In the early 'eighties of the 19th century, Dr Michaelis of Berlin patented a new process for hardening blocks made of a mixture of sand and lime by treating them with high-pressure steam for a few hours, and the so-called sand-lime bricks are now made on a very extensive scale in many countries. There are many differences of detail in the manufacture, but the general method is in all cases the same. Dry sand is intimately mixed with about one-tenth of its weight of powdered slaked lime, the mixture is then slightly moistened with water and afterwards moulded into bricks under powerful presses, capable of exerting a pressure of about 60 tons per sq. in. After removal from the press the bricks are immediately placed in huge steel cylinders usually 60 to 80 ft. long and about 7 ft. in diameter, and are there subjected to the action of high-pressure steam (120 lb to 150 lb per sq. in.) for from ten to fifteen hours. The proportion of slaked lime to sand varies according to the nature of the lime and the purity and character of the sand, one of lime to ten of sand being a fair average.

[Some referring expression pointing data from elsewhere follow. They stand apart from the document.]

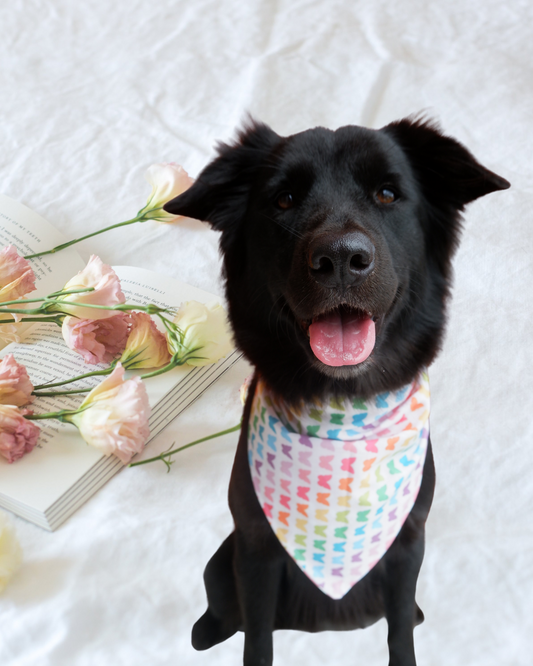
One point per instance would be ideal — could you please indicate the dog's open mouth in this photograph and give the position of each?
(342, 336)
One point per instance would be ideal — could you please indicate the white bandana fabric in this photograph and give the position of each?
(337, 481)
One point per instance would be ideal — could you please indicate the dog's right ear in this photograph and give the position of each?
(220, 193)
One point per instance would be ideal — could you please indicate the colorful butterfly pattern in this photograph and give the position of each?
(337, 481)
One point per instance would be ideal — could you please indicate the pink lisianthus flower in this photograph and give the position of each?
(204, 334)
(146, 346)
(15, 384)
(18, 436)
(9, 332)
(97, 340)
(107, 291)
(16, 275)
(114, 416)
(167, 181)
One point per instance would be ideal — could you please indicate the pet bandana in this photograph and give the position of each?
(337, 480)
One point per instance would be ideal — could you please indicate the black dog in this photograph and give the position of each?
(329, 226)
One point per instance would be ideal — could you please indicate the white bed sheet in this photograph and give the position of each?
(90, 95)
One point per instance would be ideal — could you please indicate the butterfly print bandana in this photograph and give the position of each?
(337, 480)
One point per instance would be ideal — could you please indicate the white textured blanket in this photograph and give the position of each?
(94, 92)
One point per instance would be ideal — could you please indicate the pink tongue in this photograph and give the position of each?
(342, 339)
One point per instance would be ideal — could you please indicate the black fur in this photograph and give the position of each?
(275, 288)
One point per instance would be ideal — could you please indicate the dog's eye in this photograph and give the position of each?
(284, 200)
(385, 195)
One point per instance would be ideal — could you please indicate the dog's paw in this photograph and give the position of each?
(209, 631)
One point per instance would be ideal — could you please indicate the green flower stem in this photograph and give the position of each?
(162, 456)
(95, 233)
(53, 295)
(53, 394)
(53, 319)
(151, 308)
(52, 415)
(95, 373)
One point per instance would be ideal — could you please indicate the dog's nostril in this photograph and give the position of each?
(322, 265)
(359, 262)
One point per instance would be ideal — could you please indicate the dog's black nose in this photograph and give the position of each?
(341, 259)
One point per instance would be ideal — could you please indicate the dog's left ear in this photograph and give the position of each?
(447, 171)
(220, 193)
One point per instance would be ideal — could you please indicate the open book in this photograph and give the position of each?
(47, 485)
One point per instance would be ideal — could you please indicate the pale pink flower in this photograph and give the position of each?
(114, 416)
(9, 332)
(103, 279)
(146, 346)
(167, 181)
(18, 436)
(204, 337)
(97, 340)
(16, 275)
(15, 384)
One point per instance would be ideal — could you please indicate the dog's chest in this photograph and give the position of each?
(336, 481)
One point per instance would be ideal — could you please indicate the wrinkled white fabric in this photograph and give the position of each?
(92, 93)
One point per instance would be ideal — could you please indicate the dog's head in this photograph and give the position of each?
(337, 248)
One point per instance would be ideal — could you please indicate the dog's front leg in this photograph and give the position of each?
(402, 565)
(401, 610)
(258, 573)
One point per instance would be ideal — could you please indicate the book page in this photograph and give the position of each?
(61, 456)
(31, 233)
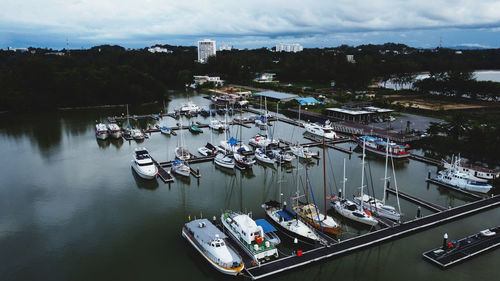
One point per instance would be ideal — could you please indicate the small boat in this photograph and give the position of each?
(207, 150)
(262, 141)
(379, 146)
(462, 181)
(322, 131)
(262, 157)
(217, 125)
(182, 154)
(114, 130)
(101, 132)
(243, 162)
(269, 231)
(312, 216)
(194, 129)
(137, 134)
(475, 172)
(223, 160)
(288, 222)
(210, 242)
(249, 236)
(181, 168)
(189, 107)
(143, 164)
(166, 130)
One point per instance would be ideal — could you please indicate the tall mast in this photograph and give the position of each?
(343, 182)
(363, 172)
(385, 173)
(324, 176)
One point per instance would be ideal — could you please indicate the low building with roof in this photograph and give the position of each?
(276, 96)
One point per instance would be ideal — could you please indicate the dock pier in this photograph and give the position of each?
(370, 239)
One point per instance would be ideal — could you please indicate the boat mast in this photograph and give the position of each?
(324, 177)
(385, 172)
(362, 175)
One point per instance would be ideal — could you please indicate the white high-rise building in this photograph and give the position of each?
(289, 48)
(206, 48)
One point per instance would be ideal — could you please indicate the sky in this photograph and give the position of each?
(249, 24)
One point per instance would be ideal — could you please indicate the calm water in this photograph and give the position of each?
(71, 207)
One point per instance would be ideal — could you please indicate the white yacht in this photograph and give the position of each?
(143, 164)
(101, 132)
(262, 141)
(210, 242)
(234, 146)
(223, 160)
(462, 181)
(114, 130)
(189, 107)
(243, 229)
(137, 134)
(181, 168)
(217, 125)
(475, 173)
(288, 222)
(321, 131)
(262, 157)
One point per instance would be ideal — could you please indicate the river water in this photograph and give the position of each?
(71, 208)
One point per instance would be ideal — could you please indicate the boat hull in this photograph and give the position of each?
(221, 269)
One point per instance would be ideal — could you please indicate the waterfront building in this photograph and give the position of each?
(206, 48)
(290, 48)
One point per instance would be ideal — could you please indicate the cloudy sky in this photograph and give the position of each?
(249, 24)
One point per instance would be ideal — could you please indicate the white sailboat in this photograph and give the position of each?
(378, 206)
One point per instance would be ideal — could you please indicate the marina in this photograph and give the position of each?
(245, 189)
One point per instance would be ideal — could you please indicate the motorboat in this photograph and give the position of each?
(194, 129)
(137, 134)
(462, 181)
(269, 231)
(207, 150)
(351, 210)
(210, 242)
(182, 153)
(262, 141)
(189, 107)
(379, 146)
(243, 162)
(287, 221)
(310, 214)
(223, 160)
(166, 130)
(234, 146)
(181, 168)
(261, 156)
(143, 164)
(249, 236)
(114, 130)
(101, 132)
(475, 173)
(217, 125)
(321, 131)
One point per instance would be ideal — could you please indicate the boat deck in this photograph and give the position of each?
(369, 239)
(464, 249)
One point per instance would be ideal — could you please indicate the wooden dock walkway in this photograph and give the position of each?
(465, 192)
(425, 159)
(464, 249)
(418, 201)
(370, 239)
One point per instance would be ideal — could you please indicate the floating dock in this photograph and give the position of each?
(369, 239)
(418, 201)
(464, 248)
(465, 192)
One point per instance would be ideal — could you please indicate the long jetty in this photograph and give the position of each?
(370, 239)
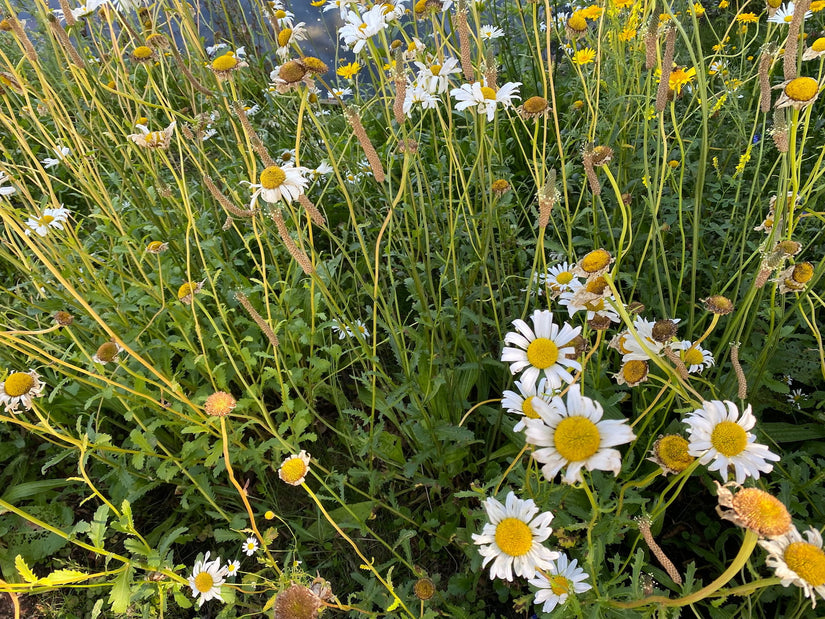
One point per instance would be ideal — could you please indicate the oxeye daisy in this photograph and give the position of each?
(798, 561)
(521, 403)
(278, 183)
(753, 509)
(484, 98)
(564, 578)
(545, 348)
(19, 388)
(250, 546)
(294, 469)
(206, 579)
(574, 435)
(720, 438)
(512, 538)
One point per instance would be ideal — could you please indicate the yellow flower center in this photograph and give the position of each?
(272, 177)
(807, 561)
(693, 356)
(284, 36)
(17, 384)
(527, 408)
(802, 89)
(577, 23)
(204, 582)
(803, 272)
(514, 537)
(595, 261)
(542, 353)
(559, 585)
(293, 469)
(564, 278)
(227, 62)
(577, 438)
(142, 53)
(488, 93)
(634, 371)
(729, 438)
(672, 452)
(761, 512)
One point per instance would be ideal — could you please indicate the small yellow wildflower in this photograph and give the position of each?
(348, 71)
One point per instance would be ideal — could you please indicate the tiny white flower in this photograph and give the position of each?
(512, 538)
(720, 438)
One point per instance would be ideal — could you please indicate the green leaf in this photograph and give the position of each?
(120, 594)
(24, 570)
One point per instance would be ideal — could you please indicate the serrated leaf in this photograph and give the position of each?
(120, 594)
(24, 570)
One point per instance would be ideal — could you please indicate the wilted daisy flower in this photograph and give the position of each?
(358, 29)
(721, 438)
(484, 98)
(232, 568)
(512, 538)
(278, 183)
(521, 403)
(488, 33)
(188, 290)
(670, 452)
(107, 353)
(206, 579)
(19, 388)
(753, 509)
(51, 218)
(798, 561)
(798, 93)
(434, 77)
(294, 469)
(544, 350)
(250, 546)
(695, 358)
(574, 435)
(51, 162)
(6, 191)
(565, 578)
(153, 139)
(784, 15)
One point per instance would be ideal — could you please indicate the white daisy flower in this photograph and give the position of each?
(358, 29)
(6, 191)
(512, 538)
(232, 568)
(488, 33)
(566, 578)
(575, 436)
(721, 438)
(417, 95)
(543, 350)
(522, 403)
(484, 98)
(206, 579)
(798, 561)
(51, 162)
(19, 388)
(695, 358)
(250, 546)
(434, 77)
(279, 183)
(784, 14)
(51, 218)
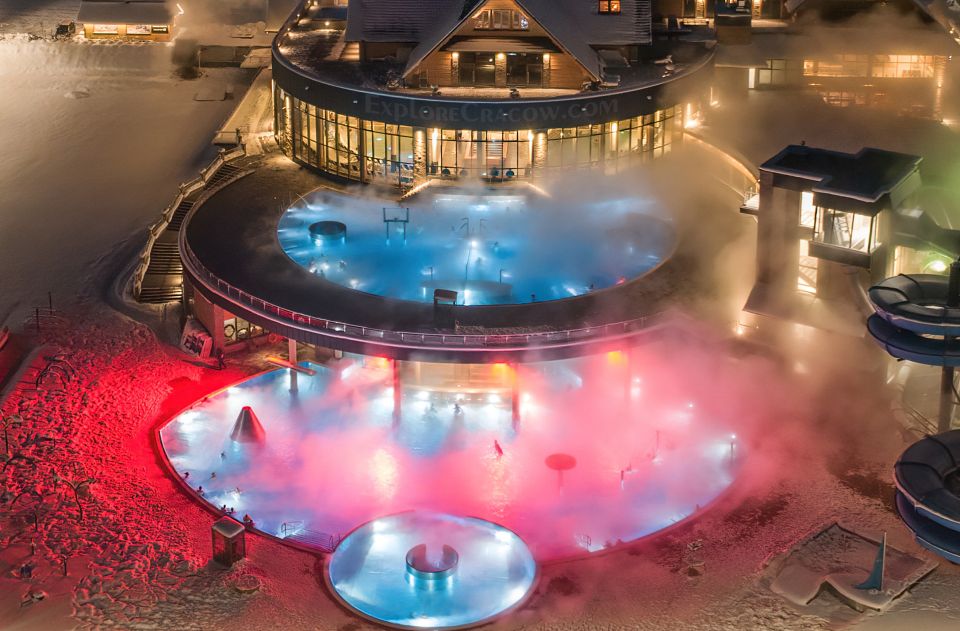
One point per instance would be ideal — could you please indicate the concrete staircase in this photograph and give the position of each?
(163, 279)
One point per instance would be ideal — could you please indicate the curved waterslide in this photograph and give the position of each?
(913, 320)
(927, 482)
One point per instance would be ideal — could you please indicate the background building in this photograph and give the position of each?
(126, 19)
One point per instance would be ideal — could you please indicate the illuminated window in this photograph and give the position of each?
(807, 270)
(903, 66)
(846, 230)
(500, 20)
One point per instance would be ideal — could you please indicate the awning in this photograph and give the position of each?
(501, 45)
(130, 12)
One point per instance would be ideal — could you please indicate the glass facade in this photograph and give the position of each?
(402, 155)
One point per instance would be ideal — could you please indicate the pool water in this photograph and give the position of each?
(490, 249)
(336, 455)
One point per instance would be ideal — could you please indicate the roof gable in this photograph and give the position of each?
(125, 12)
(568, 41)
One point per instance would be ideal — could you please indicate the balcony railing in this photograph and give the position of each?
(332, 328)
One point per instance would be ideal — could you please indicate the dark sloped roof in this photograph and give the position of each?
(866, 175)
(400, 20)
(124, 12)
(581, 17)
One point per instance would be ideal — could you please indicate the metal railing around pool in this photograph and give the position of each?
(565, 337)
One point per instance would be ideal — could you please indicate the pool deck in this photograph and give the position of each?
(233, 234)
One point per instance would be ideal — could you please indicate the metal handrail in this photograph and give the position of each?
(408, 338)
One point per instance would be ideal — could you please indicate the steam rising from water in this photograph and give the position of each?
(656, 433)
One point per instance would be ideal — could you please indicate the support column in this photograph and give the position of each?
(500, 70)
(397, 404)
(778, 245)
(947, 394)
(515, 396)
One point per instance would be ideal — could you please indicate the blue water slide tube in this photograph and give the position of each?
(927, 495)
(916, 302)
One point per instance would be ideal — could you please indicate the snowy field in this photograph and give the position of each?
(96, 139)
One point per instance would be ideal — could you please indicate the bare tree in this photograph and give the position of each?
(75, 485)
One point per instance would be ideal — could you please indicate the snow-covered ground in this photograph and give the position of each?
(96, 137)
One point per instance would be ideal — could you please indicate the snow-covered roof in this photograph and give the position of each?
(574, 25)
(400, 20)
(423, 20)
(124, 12)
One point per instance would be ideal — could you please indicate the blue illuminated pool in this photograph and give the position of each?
(490, 249)
(494, 571)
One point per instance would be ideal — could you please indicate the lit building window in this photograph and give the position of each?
(608, 6)
(374, 151)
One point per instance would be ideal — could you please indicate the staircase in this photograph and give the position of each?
(163, 279)
(644, 23)
(351, 52)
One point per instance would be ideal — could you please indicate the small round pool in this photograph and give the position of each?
(488, 249)
(494, 571)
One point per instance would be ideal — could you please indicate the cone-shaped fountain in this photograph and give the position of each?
(247, 429)
(459, 570)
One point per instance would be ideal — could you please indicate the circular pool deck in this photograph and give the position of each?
(335, 453)
(495, 571)
(232, 255)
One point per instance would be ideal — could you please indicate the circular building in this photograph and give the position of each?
(402, 92)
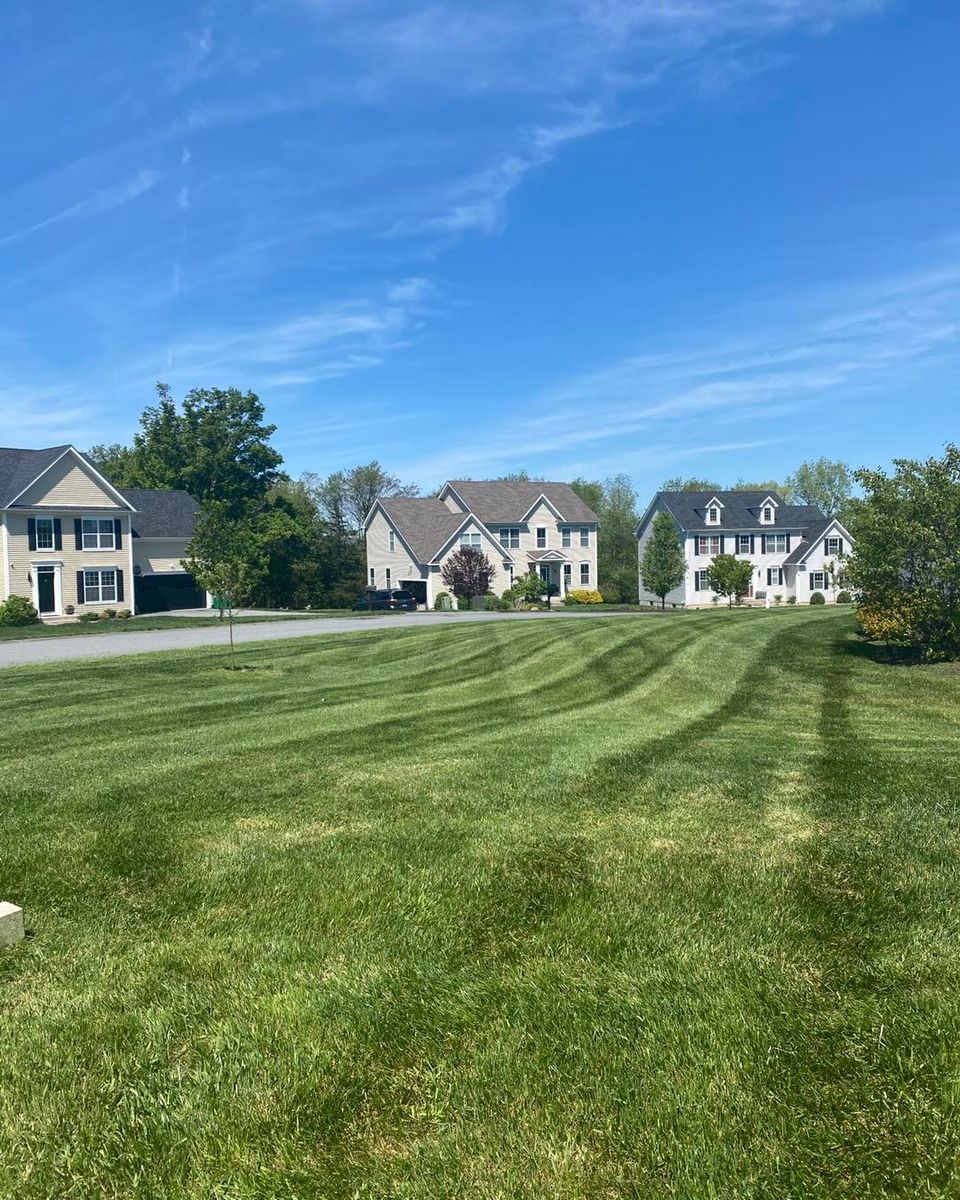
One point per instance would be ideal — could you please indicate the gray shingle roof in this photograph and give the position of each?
(162, 514)
(19, 468)
(811, 535)
(741, 510)
(425, 525)
(505, 501)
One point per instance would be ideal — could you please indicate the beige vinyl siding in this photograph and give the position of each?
(67, 483)
(381, 557)
(154, 556)
(22, 558)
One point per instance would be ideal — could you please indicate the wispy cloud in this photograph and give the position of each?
(97, 203)
(819, 348)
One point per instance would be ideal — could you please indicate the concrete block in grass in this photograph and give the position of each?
(11, 924)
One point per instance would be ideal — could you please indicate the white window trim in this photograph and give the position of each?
(99, 549)
(100, 570)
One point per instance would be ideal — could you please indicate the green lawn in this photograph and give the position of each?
(135, 624)
(615, 909)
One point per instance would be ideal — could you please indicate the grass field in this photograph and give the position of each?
(138, 624)
(616, 909)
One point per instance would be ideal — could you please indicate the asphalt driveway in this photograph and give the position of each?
(107, 646)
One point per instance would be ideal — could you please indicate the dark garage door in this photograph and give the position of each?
(160, 593)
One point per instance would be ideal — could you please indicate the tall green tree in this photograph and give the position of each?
(468, 573)
(730, 577)
(663, 567)
(591, 491)
(617, 546)
(823, 483)
(905, 564)
(215, 445)
(226, 557)
(678, 484)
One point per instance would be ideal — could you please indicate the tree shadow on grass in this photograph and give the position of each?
(879, 652)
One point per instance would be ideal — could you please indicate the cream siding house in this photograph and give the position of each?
(520, 526)
(795, 549)
(71, 540)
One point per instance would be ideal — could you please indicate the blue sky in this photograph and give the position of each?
(663, 237)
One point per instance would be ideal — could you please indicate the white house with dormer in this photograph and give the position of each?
(521, 526)
(795, 549)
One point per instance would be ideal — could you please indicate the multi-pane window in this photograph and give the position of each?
(99, 587)
(45, 533)
(97, 535)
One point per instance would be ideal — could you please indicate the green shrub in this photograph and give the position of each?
(582, 595)
(18, 611)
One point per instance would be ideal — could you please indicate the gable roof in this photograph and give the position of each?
(811, 540)
(21, 468)
(741, 510)
(162, 514)
(509, 501)
(424, 525)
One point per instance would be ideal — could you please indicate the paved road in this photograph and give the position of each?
(107, 646)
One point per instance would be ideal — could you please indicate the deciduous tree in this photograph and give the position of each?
(468, 573)
(663, 567)
(227, 559)
(730, 577)
(905, 564)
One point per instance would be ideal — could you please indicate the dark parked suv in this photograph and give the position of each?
(390, 599)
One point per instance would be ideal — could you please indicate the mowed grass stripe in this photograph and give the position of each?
(595, 909)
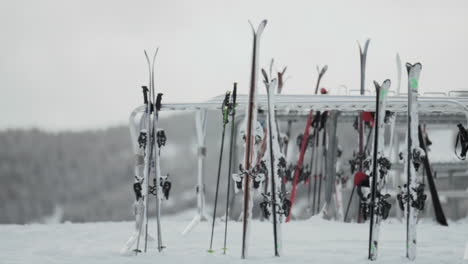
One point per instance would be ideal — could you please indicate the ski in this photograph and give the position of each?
(438, 211)
(323, 162)
(378, 207)
(412, 197)
(276, 169)
(251, 122)
(225, 107)
(231, 151)
(298, 168)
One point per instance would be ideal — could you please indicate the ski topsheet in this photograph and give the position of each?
(438, 211)
(251, 122)
(297, 170)
(225, 109)
(378, 206)
(276, 162)
(414, 188)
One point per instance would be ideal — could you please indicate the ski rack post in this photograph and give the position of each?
(200, 125)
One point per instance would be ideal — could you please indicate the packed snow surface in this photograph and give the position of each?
(311, 241)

The following is an analysis of a typical German sand-lime brick: silica (SiO), 84%; lime (CaO), 7%; alumina and oxide of iron, 2%; water, magnesia and alkalis, 7%. Under the action of the high-pressure steam the lime attacks the particles of sand, and a chemical compound of water, lime and silica is produced which forms a strong bond between the larger particles of sand. This bond of hydrated calcium silicate is evidently different from, and of better type than, the filling of calcium carbonate produced in the mortar-brick, and the sand-lime brick is consequently much stronger than the ordinary mortar-brick, however the latter may be made. The sand-lime brick is simple in manufacture, and with reasonable care is of constant quality. It is usually of a light-grey colour, but may be stained by the addition of suitable colouring oxides or pigments unaffected by lime and the conditions of manufacture.